Over recent years, in the field of nuclear medicine, advances in the development of small field of view (SFOV) gamma cameras have been increased. High resolution compact gamma cameras are designed to be used in intraoperative medical imaging procedures such as in head and neck sentinel node biopsies or for small organ imaging such as thyroid investigations. SFOV imaging can offer advantages over large field of view (LFOV) cameras in spatial resolution and sensitivity although, there is a trade-off between spatial resolution and sensitivity. Also SFOV cameras are highly favourable in terms of reduced size and weight in comparison to the standard gamma camera. Over the last two decades, advances in semiconductor detector technology have now reached the point where they are sufficiently sensitive to be the basis of SFOV cameras for nuclear medicine imaging systems.

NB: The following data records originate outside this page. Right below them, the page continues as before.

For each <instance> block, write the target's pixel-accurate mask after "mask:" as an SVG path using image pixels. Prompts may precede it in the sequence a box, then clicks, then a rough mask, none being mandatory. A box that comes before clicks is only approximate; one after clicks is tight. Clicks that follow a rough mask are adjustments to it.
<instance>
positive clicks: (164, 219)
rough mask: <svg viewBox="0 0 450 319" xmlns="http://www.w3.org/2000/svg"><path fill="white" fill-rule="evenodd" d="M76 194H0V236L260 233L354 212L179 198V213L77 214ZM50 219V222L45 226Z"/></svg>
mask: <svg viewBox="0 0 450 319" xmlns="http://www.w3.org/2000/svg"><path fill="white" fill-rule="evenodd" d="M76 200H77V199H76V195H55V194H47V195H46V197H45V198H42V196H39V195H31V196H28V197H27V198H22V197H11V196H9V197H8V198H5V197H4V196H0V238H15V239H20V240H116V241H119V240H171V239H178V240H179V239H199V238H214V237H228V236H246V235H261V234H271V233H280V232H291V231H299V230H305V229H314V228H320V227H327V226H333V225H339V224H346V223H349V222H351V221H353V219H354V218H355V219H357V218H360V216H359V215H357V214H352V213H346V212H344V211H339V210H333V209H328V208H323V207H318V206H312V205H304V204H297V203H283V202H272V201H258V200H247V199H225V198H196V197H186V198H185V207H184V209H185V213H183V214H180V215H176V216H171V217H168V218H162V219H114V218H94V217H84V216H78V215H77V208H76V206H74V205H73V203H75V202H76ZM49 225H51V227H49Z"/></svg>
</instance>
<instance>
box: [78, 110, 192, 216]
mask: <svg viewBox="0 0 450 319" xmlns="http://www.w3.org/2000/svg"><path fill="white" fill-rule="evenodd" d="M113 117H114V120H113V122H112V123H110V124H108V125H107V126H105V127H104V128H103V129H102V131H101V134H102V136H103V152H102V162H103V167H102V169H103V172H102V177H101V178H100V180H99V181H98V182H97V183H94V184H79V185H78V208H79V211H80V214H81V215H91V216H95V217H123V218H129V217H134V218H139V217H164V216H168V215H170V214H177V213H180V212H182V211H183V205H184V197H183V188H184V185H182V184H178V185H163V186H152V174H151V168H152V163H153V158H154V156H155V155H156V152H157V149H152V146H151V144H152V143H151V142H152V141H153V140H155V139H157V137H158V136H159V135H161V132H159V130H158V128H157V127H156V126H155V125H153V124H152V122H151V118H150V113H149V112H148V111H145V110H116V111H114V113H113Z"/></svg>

A new concept for a medical imaging system is presented, the Hybrid Gamma Camera (HGC). The performance characteristics of the HGC are evaluated following modified quality assurance protocols.
The Cadmium-Telluride (CdTe) XRI-UNO and the HEXITEC semiconductor (CdTe) detector are also investigated. Their performance is compared to that of the scintillator-based Hybrid Gamma Camera (HGC).
A novel dual gamma near infrared (NIR) fluorescence camera has been developed and is described. Preliminary in vivo and in vitro studies were undertaken to demonstrate the suitability of the system for fluorescent imaging. This dual modality gamma-NIR system has been proposed as one possibility for improving surgical utility.